Price competition remains prioritized over nonprice factors
The legal system places heavy weight on maintaining intrabrand price competition. This emphasis leads enforcers to distrust restraints that might allow higher retail prices, even when the restrictions yield better service quality, product positioning, or brand investment. Economists, by contrast, balance price and nonprice effects and recognize that higher prices do not automatically imply harm.
Underenforcement risks and administrative convenience
Formalistic rules reduce enforcement complexity and address trepidation about underenforcement. By treating certain restraints as by-object infringements, authorities avoid complex effects-based assessments. This may be administratively convenient, but it is not economically justified.
Reforms that Would Bring the Framework Closer to Economics
The EU does not need to adopt the U.S. rule of reason to improve coherence.

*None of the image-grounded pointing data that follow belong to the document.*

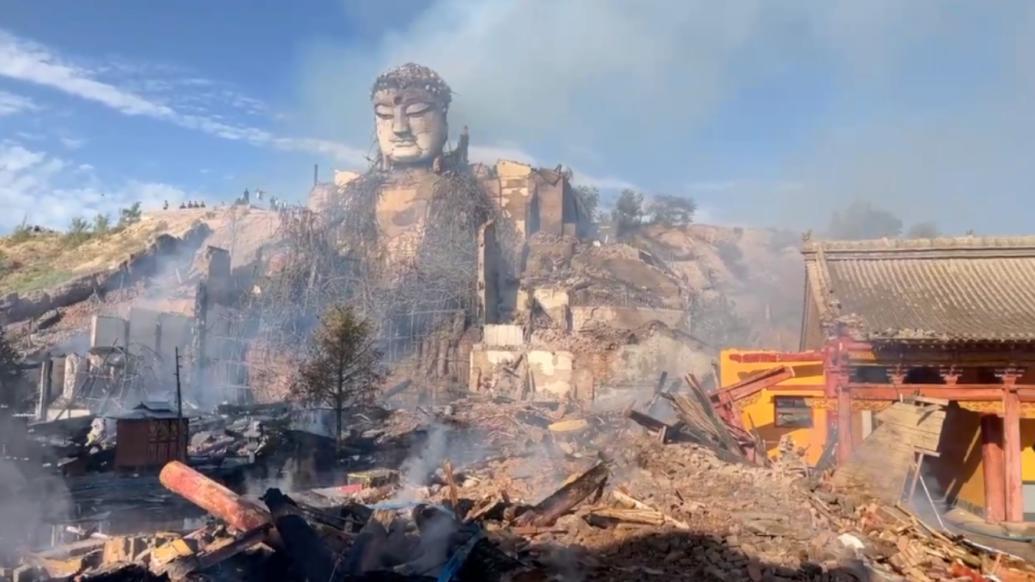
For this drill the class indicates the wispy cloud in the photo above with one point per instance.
(34, 63)
(11, 104)
(50, 191)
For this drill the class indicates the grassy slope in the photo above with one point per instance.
(45, 260)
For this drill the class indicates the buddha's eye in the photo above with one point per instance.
(417, 109)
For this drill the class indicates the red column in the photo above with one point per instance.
(1011, 454)
(994, 468)
(844, 423)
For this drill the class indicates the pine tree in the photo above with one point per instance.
(344, 366)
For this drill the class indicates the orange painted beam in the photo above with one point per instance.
(994, 468)
(958, 391)
(776, 357)
(1011, 456)
(752, 384)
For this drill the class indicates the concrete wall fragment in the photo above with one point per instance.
(497, 336)
(143, 331)
(108, 332)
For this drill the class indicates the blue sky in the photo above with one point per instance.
(767, 113)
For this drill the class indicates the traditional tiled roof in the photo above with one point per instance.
(942, 289)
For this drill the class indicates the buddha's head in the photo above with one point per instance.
(410, 107)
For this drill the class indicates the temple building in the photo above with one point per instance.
(946, 321)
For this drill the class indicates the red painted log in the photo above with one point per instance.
(994, 468)
(212, 497)
(1011, 455)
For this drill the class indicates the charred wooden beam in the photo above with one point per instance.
(212, 497)
(300, 541)
(647, 422)
(546, 512)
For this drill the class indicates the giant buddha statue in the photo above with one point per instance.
(427, 228)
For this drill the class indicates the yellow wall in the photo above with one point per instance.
(759, 413)
(959, 468)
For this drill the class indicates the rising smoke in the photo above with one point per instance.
(915, 107)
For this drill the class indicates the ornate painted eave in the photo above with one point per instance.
(942, 290)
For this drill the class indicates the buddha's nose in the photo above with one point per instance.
(401, 123)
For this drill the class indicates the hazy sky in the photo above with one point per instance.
(768, 113)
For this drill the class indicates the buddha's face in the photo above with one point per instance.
(411, 126)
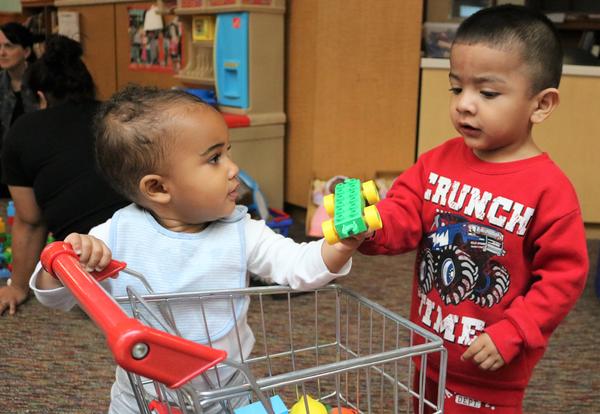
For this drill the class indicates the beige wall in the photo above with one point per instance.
(570, 135)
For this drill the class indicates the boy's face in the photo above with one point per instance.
(201, 177)
(491, 102)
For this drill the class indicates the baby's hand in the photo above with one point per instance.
(94, 255)
(484, 353)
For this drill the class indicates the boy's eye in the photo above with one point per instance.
(489, 94)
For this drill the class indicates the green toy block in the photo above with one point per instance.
(349, 205)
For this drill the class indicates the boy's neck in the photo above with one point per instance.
(176, 225)
(510, 153)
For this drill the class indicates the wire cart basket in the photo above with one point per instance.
(329, 345)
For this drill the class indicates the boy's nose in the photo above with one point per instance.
(465, 103)
(233, 169)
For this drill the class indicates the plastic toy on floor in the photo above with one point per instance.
(258, 408)
(314, 406)
(347, 209)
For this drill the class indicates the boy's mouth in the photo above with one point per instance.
(469, 129)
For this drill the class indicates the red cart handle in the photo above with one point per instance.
(136, 347)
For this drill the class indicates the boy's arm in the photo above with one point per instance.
(559, 271)
(335, 256)
(400, 213)
(29, 233)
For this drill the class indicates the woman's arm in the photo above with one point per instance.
(29, 235)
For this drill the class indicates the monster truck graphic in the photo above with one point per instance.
(456, 259)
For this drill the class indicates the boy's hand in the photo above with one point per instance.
(94, 255)
(484, 353)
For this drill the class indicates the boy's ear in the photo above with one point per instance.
(153, 189)
(546, 102)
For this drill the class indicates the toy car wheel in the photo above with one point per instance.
(456, 274)
(329, 232)
(425, 270)
(370, 192)
(491, 286)
(329, 204)
(372, 218)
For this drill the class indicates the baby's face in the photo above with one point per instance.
(491, 104)
(201, 178)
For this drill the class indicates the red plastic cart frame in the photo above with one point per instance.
(136, 347)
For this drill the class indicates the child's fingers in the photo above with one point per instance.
(473, 349)
(85, 249)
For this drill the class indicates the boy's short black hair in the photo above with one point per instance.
(519, 28)
(134, 131)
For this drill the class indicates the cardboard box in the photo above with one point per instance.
(438, 38)
(319, 188)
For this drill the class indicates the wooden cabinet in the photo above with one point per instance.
(571, 135)
(352, 89)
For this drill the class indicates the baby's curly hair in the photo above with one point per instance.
(522, 30)
(134, 131)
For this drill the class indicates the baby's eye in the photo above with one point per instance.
(489, 94)
(215, 158)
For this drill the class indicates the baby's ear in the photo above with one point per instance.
(546, 102)
(152, 189)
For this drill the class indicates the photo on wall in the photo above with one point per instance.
(154, 40)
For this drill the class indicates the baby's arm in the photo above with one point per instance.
(335, 256)
(94, 255)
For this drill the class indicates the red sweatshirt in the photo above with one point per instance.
(502, 250)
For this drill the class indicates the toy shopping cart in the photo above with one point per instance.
(328, 350)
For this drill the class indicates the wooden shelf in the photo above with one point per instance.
(195, 80)
(579, 25)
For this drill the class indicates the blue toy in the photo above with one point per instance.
(258, 408)
(276, 219)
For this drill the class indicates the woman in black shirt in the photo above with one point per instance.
(48, 163)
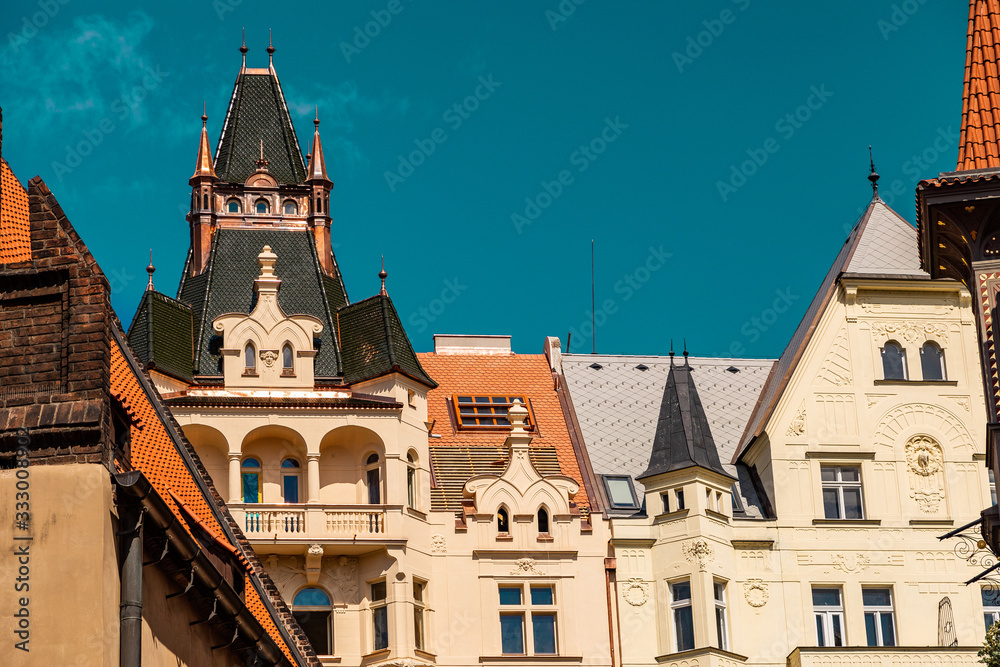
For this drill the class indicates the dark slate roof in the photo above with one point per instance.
(227, 286)
(452, 466)
(162, 335)
(374, 342)
(683, 437)
(257, 111)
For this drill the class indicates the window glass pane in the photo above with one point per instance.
(876, 597)
(380, 622)
(510, 595)
(852, 504)
(826, 597)
(541, 595)
(831, 504)
(684, 628)
(291, 484)
(543, 628)
(512, 633)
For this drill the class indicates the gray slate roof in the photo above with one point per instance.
(618, 406)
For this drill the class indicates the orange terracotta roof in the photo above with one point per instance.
(15, 232)
(156, 455)
(978, 146)
(526, 375)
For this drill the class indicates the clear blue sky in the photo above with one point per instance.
(619, 121)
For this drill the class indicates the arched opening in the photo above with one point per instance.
(503, 521)
(543, 521)
(250, 474)
(312, 610)
(411, 479)
(932, 361)
(373, 479)
(291, 480)
(893, 361)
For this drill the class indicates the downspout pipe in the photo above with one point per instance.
(130, 597)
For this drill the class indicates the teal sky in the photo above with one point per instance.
(627, 123)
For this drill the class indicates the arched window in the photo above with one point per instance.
(373, 479)
(290, 476)
(312, 610)
(503, 520)
(932, 361)
(543, 521)
(250, 471)
(893, 361)
(250, 359)
(411, 479)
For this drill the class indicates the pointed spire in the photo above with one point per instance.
(873, 175)
(150, 270)
(204, 167)
(317, 163)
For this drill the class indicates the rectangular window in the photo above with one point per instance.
(842, 492)
(537, 611)
(828, 609)
(879, 622)
(680, 609)
(473, 412)
(380, 616)
(721, 626)
(419, 607)
(991, 606)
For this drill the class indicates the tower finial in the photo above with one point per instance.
(872, 175)
(150, 269)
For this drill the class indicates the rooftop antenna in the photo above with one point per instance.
(873, 175)
(593, 301)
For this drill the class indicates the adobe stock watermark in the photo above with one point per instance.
(786, 126)
(454, 117)
(425, 315)
(626, 287)
(30, 25)
(363, 35)
(757, 325)
(581, 158)
(714, 27)
(122, 107)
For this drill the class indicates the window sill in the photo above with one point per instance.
(847, 522)
(939, 383)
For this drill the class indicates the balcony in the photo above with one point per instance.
(372, 525)
(897, 656)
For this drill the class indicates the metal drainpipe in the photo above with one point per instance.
(130, 607)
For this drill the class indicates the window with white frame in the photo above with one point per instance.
(991, 605)
(682, 615)
(842, 492)
(828, 609)
(880, 624)
(721, 622)
(534, 609)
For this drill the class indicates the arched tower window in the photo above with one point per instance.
(312, 610)
(543, 521)
(373, 479)
(503, 520)
(893, 361)
(932, 361)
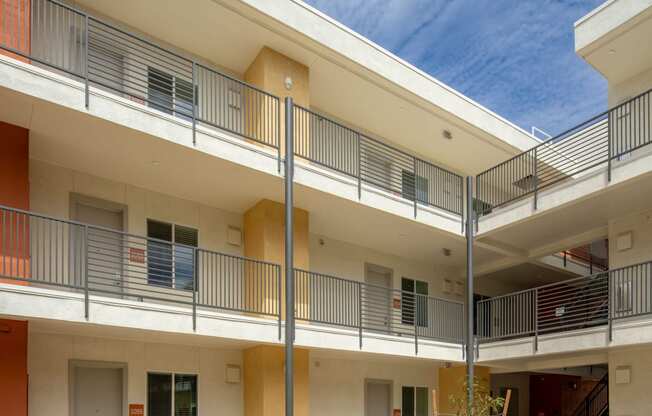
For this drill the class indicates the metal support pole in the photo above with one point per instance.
(280, 301)
(194, 289)
(360, 313)
(86, 83)
(536, 320)
(289, 260)
(359, 171)
(469, 291)
(416, 328)
(535, 178)
(414, 163)
(194, 105)
(609, 150)
(86, 298)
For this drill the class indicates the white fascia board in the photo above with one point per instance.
(350, 46)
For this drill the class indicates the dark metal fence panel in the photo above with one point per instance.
(438, 187)
(326, 299)
(139, 268)
(237, 107)
(614, 134)
(629, 125)
(41, 250)
(139, 70)
(631, 291)
(236, 283)
(325, 142)
(573, 304)
(45, 32)
(49, 33)
(332, 145)
(507, 316)
(335, 301)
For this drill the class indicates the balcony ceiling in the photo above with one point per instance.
(74, 140)
(615, 42)
(230, 34)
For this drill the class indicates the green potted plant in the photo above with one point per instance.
(483, 403)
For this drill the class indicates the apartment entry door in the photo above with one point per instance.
(378, 398)
(105, 248)
(97, 390)
(377, 298)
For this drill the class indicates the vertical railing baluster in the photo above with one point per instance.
(86, 297)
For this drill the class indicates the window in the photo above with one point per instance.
(415, 401)
(409, 302)
(166, 392)
(409, 185)
(169, 94)
(169, 264)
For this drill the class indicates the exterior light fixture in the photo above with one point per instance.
(288, 82)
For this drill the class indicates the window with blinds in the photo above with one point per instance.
(170, 254)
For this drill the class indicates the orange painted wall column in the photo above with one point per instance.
(15, 30)
(13, 367)
(14, 192)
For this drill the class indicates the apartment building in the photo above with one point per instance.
(142, 220)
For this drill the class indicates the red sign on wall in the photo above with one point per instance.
(136, 409)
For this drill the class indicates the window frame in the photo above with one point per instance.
(409, 313)
(414, 388)
(173, 253)
(173, 375)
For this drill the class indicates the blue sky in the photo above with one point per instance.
(515, 57)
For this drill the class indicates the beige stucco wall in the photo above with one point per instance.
(640, 227)
(337, 386)
(629, 88)
(633, 398)
(49, 356)
(348, 260)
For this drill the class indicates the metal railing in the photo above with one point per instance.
(610, 136)
(598, 299)
(596, 403)
(332, 145)
(45, 251)
(368, 308)
(49, 33)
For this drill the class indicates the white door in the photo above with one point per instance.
(98, 391)
(105, 248)
(376, 299)
(378, 398)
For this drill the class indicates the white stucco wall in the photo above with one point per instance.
(633, 398)
(337, 386)
(629, 88)
(48, 365)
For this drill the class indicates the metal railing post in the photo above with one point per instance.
(278, 145)
(86, 297)
(194, 105)
(86, 83)
(289, 258)
(414, 164)
(469, 292)
(279, 282)
(194, 288)
(359, 169)
(609, 149)
(360, 314)
(609, 307)
(536, 320)
(416, 327)
(535, 178)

It could preserve its commitment to market integration while modernizing the treatment of online-sales restrictions in several targeted ways.
Reconsider hardcore restrictions and the active and passive sales distinction
The active and passive sales distinction rests on assumptions tied to physical markets. Digital commerce challenges those assumptions. If the aim is to prevent artificial partitioning of the single market, enforcement should focus on actual effects on integration, rather than on form. Removing or reinterpreting the hardcore restrictions list would reduce unnecessary formalism.
Use consumer welfare as an explicit benchmark
Integration is important, but it has overshadowed consumer welfare in vertical-restraints cases. Economists have long stressed the need to evaluate vertical restraints based on quality, variety, innovation, and service, alongside price effects.
Introduce a rebuttable-presumption model for by-object restrictions
Current by-object doctrine produces de facto per se illegality for many online restrictions. Yet the ECJ has repeatedly insisted that context matters.
Scholars such as Giorgio Monti have proposed a rebuttable-presumption model. Under this approach, certain practices could still be presumed harmful, but firms would have a meaningful opportunity to provide evidence to the contrary. The individual-exemption mechanism of Article 101(3) is theoretically flexible but practically ineffective. Very few parties succeed in obtaining individual exemptions. A rebuttable-presumption mechanism would preserve legal certainty, while also allowing economic reasoning to operate.
The Path Forward
Online-sales restrictions expose a deeper issue within EU competition law. The EU has embraced the language of economics but has not fully internalized its logic. The caselaw increasingly references effects-based reasoning, yet the structure of the VBER and the reliance on historical integration goals continue to push enforcers toward formalistic assessments.
A more coherent approach would recognize three realities:
- Vertical restraints are rarely harmful in competitive markets;
- Online commerce does not fit neatly into distinctions crafted for a pre-digital era; and
- Formalistic rules create distortions and encourage enforcement focused on labels, rather than on competitive impact.
The EU has already taken steps toward a more economically grounded framework. But those steps do not resolve the underlying tension. A shift toward a rebuttable-presumption model for by-object restrictions, combined with a more realistic view of online sales, would allow EU law to protect both competition and integration without sacrificing economic efficiency.
For a legal system that increasingly aspires to modernize its analytical tools, online-sales restrictions offer a promising place to start. The economics is settled. The law now needs to catch up.